Avoidance of DID collisions?


#1

Is there any inherent mechanism on the Ledger or the consensus protocol in order to avoid DID collisions? Or does it merely rely on the improbability of such events? For example, what happens if an entity tries to register a DID that is already existing on the ledger?


#2

It’s actually a requirement of the DID spec (see Implementer’s Draft 01, section 5.2) that all DIDs are globally unique. Therefore the target distributed ledger for a DID MUST ensure that that DID is unique on that ledger.

It is fascinating to consider how different ledgers will handle this requirement. The DID methods proposed for Bitcoin and Ethereum are based on the transaction address (Bitcoin) or the smart contract address (Ethereum). That’s how those methods can guarantee uniqueness—every transaction (inside every block) has a unique address on Bitcoin and every smart contract has a unique address on Ethereum.

But it also means that the identity owner must first obtain the address (which becomes the DID), and then, in a second step, to another transaction to post a DDO that references that DID.

On Sovrin, this is reversed: first, the identity owner generates an Ed25519 key pair (which happens entirely locally, without involving the ledger). The first half (16 bytes) of the public key (the verification key) as the owner’s DID. So the identity owner can then register the DID and the DDO in a single Sovrin transaction. And the Sovrin validator nodes will verify that the DID is unique on Sovrin before accepting the transaction.

See the Sovrin DID Method Specification for more details.


#3

If the creation of a new DID is attempted by a given entity (via the generation of a “unique” keypair) and the validators reject the transaction because such DID is already found on the ledger, isn’t that a possible attack vector since now the entity owns a private key for which there is a registered DID for another (possibly unknown) owner?.. So the attacker would just need to lookup for the corresponding public key and then attempt to hijack the identity?

I’m truly no expert in cryptography or security, but this seems like a feasible attack: brute-force the creation of “new” DIDs until I find one that actually exists… How does Sovrin currently protect itself from such attacks?


#4

I’m not a crypto expert either, however the attack you talk about is essentially the same as trying to brute force guess an elliptic curve key. It’s very hard to do. But we should get a crypto expert to confirm.


#5

Using the full 32 bytes is secure. Using the first half (16 bytes) will result in identifiers vulnerable to collisions. Please see the recent PGP fingerprint attacks.

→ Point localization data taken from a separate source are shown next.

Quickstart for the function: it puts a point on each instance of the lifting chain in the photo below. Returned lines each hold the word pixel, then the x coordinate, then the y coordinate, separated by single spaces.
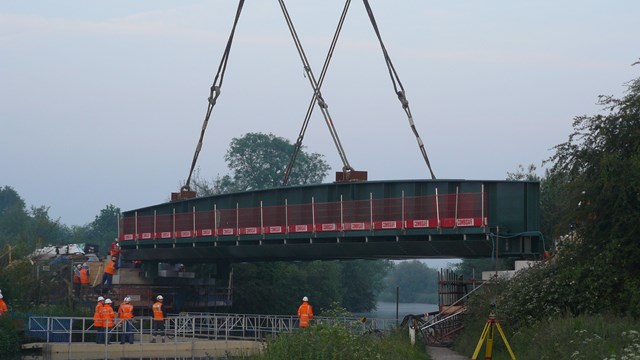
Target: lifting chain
pixel 315 85
pixel 213 96
pixel 312 103
pixel 399 89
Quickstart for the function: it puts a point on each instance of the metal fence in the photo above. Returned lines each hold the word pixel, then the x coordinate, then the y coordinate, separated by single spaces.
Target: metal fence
pixel 187 327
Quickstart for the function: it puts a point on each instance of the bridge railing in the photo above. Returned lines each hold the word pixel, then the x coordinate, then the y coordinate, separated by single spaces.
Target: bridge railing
pixel 406 212
pixel 188 327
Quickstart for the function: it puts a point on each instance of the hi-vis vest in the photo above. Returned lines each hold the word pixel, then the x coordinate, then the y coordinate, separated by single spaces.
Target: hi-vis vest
pixel 108 316
pixel 84 276
pixel 97 316
pixel 125 311
pixel 305 313
pixel 110 268
pixel 157 311
pixel 3 307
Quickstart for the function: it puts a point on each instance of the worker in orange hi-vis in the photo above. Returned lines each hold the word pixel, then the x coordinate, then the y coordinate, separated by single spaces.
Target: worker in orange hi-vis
pixel 108 316
pixel 3 306
pixel 107 277
pixel 125 313
pixel 305 312
pixel 84 280
pixel 159 314
pixel 98 323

Please excuse me if I’m missing something here.

In Bitcoin, addresses are derived by taking the RIPEMD160 of the public key, which results in a 20 byte identifier. This should be considered secure whereas taking the first 20 bytes of the public key should not be considered secure.


#6

@ryan: by “secure” do you mean:

  1. The risk of collision is minimized, or
  2. The cost of brute-forcing a clone of an existing DID (as described in the attack above) is infeasible?

#7

I only consider a cryptographic identifier to be secure if it cannot feasibly be brute-forced.

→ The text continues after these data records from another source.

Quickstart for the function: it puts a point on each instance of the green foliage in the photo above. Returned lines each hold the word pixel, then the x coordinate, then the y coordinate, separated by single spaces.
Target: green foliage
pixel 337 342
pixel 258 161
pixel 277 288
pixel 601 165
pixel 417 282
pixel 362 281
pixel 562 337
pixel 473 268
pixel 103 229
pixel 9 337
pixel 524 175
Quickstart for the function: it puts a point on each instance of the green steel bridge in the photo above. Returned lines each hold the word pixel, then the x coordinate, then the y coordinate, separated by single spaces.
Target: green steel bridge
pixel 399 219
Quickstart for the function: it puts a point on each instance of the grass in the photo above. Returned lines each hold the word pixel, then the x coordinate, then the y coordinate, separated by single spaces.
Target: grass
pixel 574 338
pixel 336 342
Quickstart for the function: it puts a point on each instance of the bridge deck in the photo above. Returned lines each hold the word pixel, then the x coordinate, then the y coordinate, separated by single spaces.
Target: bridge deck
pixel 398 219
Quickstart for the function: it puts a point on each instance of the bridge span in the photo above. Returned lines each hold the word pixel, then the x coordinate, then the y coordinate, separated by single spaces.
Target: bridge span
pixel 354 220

If there’s any reasonable chance that a collision can be found, then compute power can be focused on it and the person can be impersonated.

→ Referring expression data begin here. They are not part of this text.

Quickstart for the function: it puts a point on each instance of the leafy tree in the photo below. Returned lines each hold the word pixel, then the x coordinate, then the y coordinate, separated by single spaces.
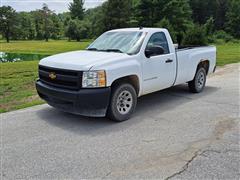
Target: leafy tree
pixel 57 27
pixel 47 23
pixel 178 12
pixel 8 18
pixel 164 23
pixel 26 29
pixel 233 18
pixel 116 14
pixel 203 10
pixel 76 9
pixel 221 10
pixel 77 30
pixel 209 26
pixel 94 17
pixel 146 13
pixel 195 36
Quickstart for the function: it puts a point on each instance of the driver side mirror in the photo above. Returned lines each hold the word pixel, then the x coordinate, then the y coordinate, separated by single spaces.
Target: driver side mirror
pixel 154 51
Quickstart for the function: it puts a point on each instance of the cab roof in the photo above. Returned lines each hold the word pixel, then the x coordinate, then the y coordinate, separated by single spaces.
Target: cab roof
pixel 140 29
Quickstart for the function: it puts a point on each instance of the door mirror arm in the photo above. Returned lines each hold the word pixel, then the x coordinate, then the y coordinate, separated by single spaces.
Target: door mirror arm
pixel 154 51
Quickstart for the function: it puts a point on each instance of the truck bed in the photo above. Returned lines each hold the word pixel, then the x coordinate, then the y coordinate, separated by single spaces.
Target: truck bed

I’d also like to highlight that if a single collision has been found for a given hashing algorithm, then all documents being hashed with that algorithm are vulnerable. As an example, the existence of a single SHA1 collision means that one cannot be certain about the integrity of any SHA1 documents.


#8

@ryan Good points. I am not a member of the Sovrin Technical Governance Board, but I attend most of their meetings and will make sure they have reviewed this input.

I think we should also reflect this as at least best practice if not a normative requirement in the DID spec.